As with many industries, the move is towards harnessing the power of the cellphone. In the South African security market this is leading to innovation in two areas: personal safety and response to the cellphone, and management of security technology from a cellphone, both of which are supported by a 24-hour monitoring station and responded to by armed personnel.
Clarkson says while there are a number of different emergency apps available for cellphones, many of which are free, there remains a question around the effectiveness of a cellphone emergency button sending an alert to nominated contacts, with no professionally coordinated armed response to the user.
“The Fidelity ADT FindU app is a multi-feature emergency button app for smartphones linked to a 24-hour monitoring station and a national footprint of armed response resources. The app can be activated by pressing the panic button, or by shaking the cellphone. The cellphone then emits an audio siren, flashing strobe and records a video at the time of the event. The footage and the phone’s coordinates are sent to the monitoring centre, which then calls the phone and facilitates a response,” he explains.
Home alarms, which form the first layer of electronic security for many South Africans, have also recently taken steps towards the mobile device technology trend. As one manufacturer described it: “The keypad is moving to your cellphone.”
“Alarm systems can now be armed and disarmed and zones bypassed. In more sophisticated solutions, in-home and external video cameras can also be viewed, and even lights and switches can be operated from the phone, wherever you are and whenever you choose,” says Clarkson. On some platforms, security scenarios can be programmed to only send alerts on exceptions.

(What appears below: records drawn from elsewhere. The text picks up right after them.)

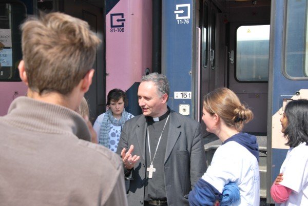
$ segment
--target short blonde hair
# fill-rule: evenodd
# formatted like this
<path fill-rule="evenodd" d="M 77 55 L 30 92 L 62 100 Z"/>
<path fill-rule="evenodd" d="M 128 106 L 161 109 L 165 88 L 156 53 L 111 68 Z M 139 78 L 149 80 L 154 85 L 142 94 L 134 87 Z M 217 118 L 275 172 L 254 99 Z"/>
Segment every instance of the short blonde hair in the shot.
<path fill-rule="evenodd" d="M 92 68 L 101 42 L 87 22 L 59 12 L 30 17 L 21 30 L 29 87 L 40 95 L 70 93 Z"/>
<path fill-rule="evenodd" d="M 254 117 L 253 112 L 241 103 L 236 94 L 225 88 L 216 89 L 204 96 L 203 108 L 212 115 L 217 114 L 227 126 L 239 132 Z"/>
<path fill-rule="evenodd" d="M 87 101 L 84 96 L 82 97 L 80 105 L 77 108 L 76 112 L 78 112 L 78 113 L 84 117 L 86 116 L 89 117 L 89 105 L 88 105 L 88 101 Z"/>

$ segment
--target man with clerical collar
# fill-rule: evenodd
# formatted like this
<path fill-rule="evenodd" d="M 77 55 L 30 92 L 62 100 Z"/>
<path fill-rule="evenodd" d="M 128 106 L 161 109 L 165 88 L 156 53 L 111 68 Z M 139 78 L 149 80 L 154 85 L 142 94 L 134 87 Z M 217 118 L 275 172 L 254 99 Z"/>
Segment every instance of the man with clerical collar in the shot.
<path fill-rule="evenodd" d="M 188 205 L 206 170 L 199 123 L 167 105 L 169 83 L 157 73 L 138 88 L 143 114 L 125 122 L 117 153 L 124 164 L 129 205 Z"/>

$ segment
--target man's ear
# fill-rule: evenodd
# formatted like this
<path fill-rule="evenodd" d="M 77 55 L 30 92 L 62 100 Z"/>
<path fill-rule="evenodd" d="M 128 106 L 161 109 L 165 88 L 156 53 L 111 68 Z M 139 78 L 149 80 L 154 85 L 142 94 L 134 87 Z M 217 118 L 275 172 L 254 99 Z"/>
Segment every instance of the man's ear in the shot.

“In many parts of the world self-monitoring of these apps is the norm. Due to the high crime risk in the country, the South African market still requires monitoring of these apps through a security industry-accredited and compliant central monitoring station, with armed response. Fidelity ADT has solutions in this space called Secure Home and Secure Connect. Consumers need to be cautious when looking at technology solutions off the shelf that do not have the facility to be monitored by control rooms, and responded to by armed response service providers,” Clarkson adds.
South Africans generally understand that security needs to be layered around their properties and lives. In simple terms, this extends from physical security (like fences, gates and burglar bars), to indoor electronic solutions (like alarm systems with PIRs and door contacts), and external detection devices like beams for early warning.
The next layer beyond this is environmental (neighbourhood) security that includes community CCTV solutions, and more recently licence plate recognition technology that reads vehicle licence plates and has the ability to run the number against databases of suspicious vehicles.
“This upstream approach is aimed at preventing a crime through triggering alerts when the threat is identified in the suburb before an incident can take place. The CCTV systems alone provide limited service, and once again it is the central monitoring centre receiving the alert and acting appropriately to security resources on the ground that offers real value to residents.
“Fidelity ADT has over 100 cameras in neighbourhoods across South Africa, in partnership with those communities to assist in reducing crime. The recent expansion of Fibre to The Home (FTTH) will also significantly increase the population and reach of these schemes,” Clarkson concludes.